In many online nursing courses, students work with approved preceptors, outside professionals approved by an online program who oversee physical tasks a student needs to complete during his or her studies. This frees their online instructors to focus more on tracking student progress and responding to questions and comments rather than trying to virtually lead them through procedures.
Therefore, the best instructors, educators say, accomplish the straightforward but sometimes difficult task of being online when their students are.
“You really need a person committed to the medium and willing to work when students are working,” says Raeann LeBlanc, an assistant clinical professor of nursing at University of Massachusetts–Amherst.
Mary Jean Schumann, interim dean of the school of nursing at George Washington University, agrees that responsiveness is an important faculty trait, one prospective students can test by emailing admissions counselors or faculty to ask questions.
Schumann says it’s not imperative that online professors have previous online teaching experience. But the ones her institution hires must prove themselves capable of communicating to students several ways, including through phone, email, videoconferencing, instant messaging and text messaging.
[Learn how to get into a top online graduate nursing program.]
“It’s really important that they make an effort to use different sorts of media and use multimedia presentations and opportunities so that they can appeal to a learner who is very auditory or a learner who is very visual or a learner who is very much hands on,” Schumann says.
Elizabeth Starr, an online nursing education student at the University of Texas–Tyler and a face-to-face nursing instructor at Trinity Valley Community College, agrees that the flexibility of her instructors has been important.
And while using different digital instructional tools can be beneficial, she says her professors’ most important trait has been the willingness to have live conversations either by phone or video conference.
“You still have to be available to talk,” Starr says. “I’ve probably talked on the phone to my instructors almost half and half with emails.

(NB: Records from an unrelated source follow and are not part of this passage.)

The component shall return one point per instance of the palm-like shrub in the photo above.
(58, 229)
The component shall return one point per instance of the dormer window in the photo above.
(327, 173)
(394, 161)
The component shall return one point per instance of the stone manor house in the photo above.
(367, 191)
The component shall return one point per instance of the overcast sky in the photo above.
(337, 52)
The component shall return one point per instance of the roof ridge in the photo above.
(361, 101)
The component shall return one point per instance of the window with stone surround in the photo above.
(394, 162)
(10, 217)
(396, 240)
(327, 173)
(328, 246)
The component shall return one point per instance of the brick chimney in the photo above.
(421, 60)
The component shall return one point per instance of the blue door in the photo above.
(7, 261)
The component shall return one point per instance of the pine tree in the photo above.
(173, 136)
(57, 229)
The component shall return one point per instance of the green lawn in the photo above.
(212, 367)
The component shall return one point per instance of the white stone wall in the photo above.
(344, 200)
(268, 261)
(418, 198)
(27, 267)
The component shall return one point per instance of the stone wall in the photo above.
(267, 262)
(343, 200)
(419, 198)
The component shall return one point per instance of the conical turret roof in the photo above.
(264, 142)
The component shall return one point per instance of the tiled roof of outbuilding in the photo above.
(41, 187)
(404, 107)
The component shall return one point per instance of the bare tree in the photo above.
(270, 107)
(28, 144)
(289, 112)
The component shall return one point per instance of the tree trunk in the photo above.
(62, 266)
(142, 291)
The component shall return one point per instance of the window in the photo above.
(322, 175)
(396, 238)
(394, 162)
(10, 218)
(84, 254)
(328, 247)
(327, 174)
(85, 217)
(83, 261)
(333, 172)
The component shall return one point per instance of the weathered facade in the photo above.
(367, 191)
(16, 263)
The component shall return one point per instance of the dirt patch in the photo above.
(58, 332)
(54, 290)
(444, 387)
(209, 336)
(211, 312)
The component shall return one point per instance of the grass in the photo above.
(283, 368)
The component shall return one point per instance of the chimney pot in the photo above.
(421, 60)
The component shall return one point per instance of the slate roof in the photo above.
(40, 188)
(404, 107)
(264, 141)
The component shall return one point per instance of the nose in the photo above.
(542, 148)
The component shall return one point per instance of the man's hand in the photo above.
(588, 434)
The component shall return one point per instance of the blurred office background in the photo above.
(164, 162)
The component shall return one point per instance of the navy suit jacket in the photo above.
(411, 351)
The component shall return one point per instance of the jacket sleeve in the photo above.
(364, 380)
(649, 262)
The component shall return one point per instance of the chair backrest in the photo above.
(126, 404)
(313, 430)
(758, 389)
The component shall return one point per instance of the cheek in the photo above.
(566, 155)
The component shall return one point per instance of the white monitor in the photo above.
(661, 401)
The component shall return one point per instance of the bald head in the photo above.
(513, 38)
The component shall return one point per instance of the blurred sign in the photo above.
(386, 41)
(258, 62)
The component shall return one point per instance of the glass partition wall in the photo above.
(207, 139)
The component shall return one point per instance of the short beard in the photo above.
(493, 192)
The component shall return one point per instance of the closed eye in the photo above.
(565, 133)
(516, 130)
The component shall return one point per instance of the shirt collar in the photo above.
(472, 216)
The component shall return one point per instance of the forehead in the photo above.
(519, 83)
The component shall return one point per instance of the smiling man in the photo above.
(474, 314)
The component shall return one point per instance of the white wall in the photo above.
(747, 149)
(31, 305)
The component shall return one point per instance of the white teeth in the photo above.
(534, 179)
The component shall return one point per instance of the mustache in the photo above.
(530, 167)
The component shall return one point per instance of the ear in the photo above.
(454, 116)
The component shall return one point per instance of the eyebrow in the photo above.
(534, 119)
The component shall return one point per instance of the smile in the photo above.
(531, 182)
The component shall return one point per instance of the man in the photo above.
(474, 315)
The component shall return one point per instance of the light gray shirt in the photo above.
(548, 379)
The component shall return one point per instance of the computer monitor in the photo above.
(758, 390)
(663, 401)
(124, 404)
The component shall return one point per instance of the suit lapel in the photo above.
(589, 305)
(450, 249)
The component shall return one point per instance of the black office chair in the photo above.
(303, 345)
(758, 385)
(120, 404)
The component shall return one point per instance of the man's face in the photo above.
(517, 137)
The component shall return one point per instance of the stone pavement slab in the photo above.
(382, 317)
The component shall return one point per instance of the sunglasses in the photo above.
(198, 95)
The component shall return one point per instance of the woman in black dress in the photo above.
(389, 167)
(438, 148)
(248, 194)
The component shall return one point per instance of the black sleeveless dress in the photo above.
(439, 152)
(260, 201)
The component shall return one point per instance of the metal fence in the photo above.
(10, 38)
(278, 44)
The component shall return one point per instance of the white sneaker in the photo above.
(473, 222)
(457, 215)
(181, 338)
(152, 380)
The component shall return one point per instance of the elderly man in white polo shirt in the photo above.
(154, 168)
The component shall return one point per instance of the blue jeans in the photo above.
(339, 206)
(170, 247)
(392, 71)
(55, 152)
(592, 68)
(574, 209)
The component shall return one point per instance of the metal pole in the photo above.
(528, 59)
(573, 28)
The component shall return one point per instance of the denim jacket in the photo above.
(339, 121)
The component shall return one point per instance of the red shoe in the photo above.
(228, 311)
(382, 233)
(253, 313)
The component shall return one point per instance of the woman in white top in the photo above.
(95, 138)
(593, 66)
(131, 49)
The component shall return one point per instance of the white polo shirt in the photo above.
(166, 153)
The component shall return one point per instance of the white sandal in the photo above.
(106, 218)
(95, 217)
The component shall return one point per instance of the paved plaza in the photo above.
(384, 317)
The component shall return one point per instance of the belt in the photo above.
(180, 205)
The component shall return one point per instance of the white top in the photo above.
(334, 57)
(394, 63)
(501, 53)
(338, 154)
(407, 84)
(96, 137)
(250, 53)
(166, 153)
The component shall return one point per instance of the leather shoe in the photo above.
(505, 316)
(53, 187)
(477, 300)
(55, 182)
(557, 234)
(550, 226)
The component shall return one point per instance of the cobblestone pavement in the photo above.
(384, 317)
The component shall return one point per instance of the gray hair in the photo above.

You still have to have that being available.”
Isoke Baptiste, an adult gerontology nursing practitioner student at GW as well as a nurse at a private practice in Washington, agrees it’s important not only to be able to reach your professor, but to be able to connect on a level that goes beyond content.
In her three years in her online program, she says her most effective relationships with instructors include discussions that span across academic material to real-life issues of parenting, family and work-life balance.
“They’re real people, so they understand real-people working situations,” she says. “When you’re online and you’re working and you have other factors in your day-to-day life, they have the same thing too.”
[Weigh the cost of an online master’s in nursing.]
Schumann agrees those personal bonds are important, especially between students and instructors in specific nursing specializations.
She also believes online nursing students will be best served by programs whose faculty have a wide range of experiences, because that will foster the kind of collaborative work environment among faculty that mirrors the medical world students will enter upon graduation.
And Cormack says it’s beneficial to learn in a problem-based setting that allows younger students to draw from the academic content to solve hypothetical scenarios while more seasoned students use their professional experience.
That method of instruction may be established by the program, but can also be instilled by an individual professor.
“I think instructors need to work hard at developing a program that really meets the needs of all of their learners, regardless of the amount of the experience they have,” Cormack says.